Embedding Model Selection

# For speed (recommended for development)
model = SentenceTransformer('all-MiniLM-L6-v2')  # 384 dim, 90MB

# For accuracy (recommended for production)  
model = SentenceTransformer('all-mpnet-base-v2')  # 768 dim, 420MB

# For multilingual
model = SentenceTransformer('paraphrase-multilingual-MiniLM-L12-v2')

Search Strategy Guidelines

Query Design

# ✅ Good queries are specific and descriptive
query = "experienced Python developer with machine learning skills"

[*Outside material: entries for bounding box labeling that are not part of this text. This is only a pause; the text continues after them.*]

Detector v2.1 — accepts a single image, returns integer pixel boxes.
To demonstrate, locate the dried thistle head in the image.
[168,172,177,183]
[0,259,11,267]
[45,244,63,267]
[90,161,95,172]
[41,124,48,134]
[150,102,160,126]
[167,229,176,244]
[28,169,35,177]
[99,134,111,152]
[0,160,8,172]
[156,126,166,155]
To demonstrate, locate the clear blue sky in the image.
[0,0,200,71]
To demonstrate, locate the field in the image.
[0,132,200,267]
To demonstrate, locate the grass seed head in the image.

# ❌ Avoid overly broad or short queries
query = "developer"  # Too vague
query = "python ml ai data science software engineering experience"  # Too long

Combining Search Types

# Use semantic search for content discovery
semantic_results = collection.query(
    query_texts=["AI researcher"],
    n_results=20
)

# Use metadata filtering for precise requirements
filtered_results = collection.query(
    query_texts=["AI researcher"],
    where={"experience_years": {"$gte": 5}},
    n_results=10
)

Error Handling Patterns

Graceful Degradation

def robust_search(collection, query, filters=None, n_results=5):
    """Search with fallback strategies"""
    try:
        # Try combined search first
        results = collection.query(
            query_texts=[query],
            where=filters,
            n_results=n_results
        )
        
        if len(results['ids'][0]) == 0 and filters:
            # Fallback: try without filters
            results = collection.query(
                query_texts=[query],
                n_results=n_results
            )
            
        return results
        
    except Exception as e:
        print(f"Search error: {e}")
        return {"ids": [](/udit-asopa/similarity_search_chromadb/wiki/), "documents": [](/udit-asopa/similarity_search_chromadb/wiki/), "distances": [](/udit-asopa/similarity_search_chromadb/wiki/)}

Collection Health Checks

def validate_collection(collection):
    """Verify collection is properly configured"""
    try:
        count = collection.count()
        if count == 0:
            raise ValueError("Collection is empty")
            
        # Test query
        test_results = collection.query(
            query_texts=["test"],
            n_results=1
        )
        
        return True
        
    except Exception as e:
        print(f"Collection validation failed: {e}")
        return False

These concepts and best practices ensure reliable, performant vector search implementations.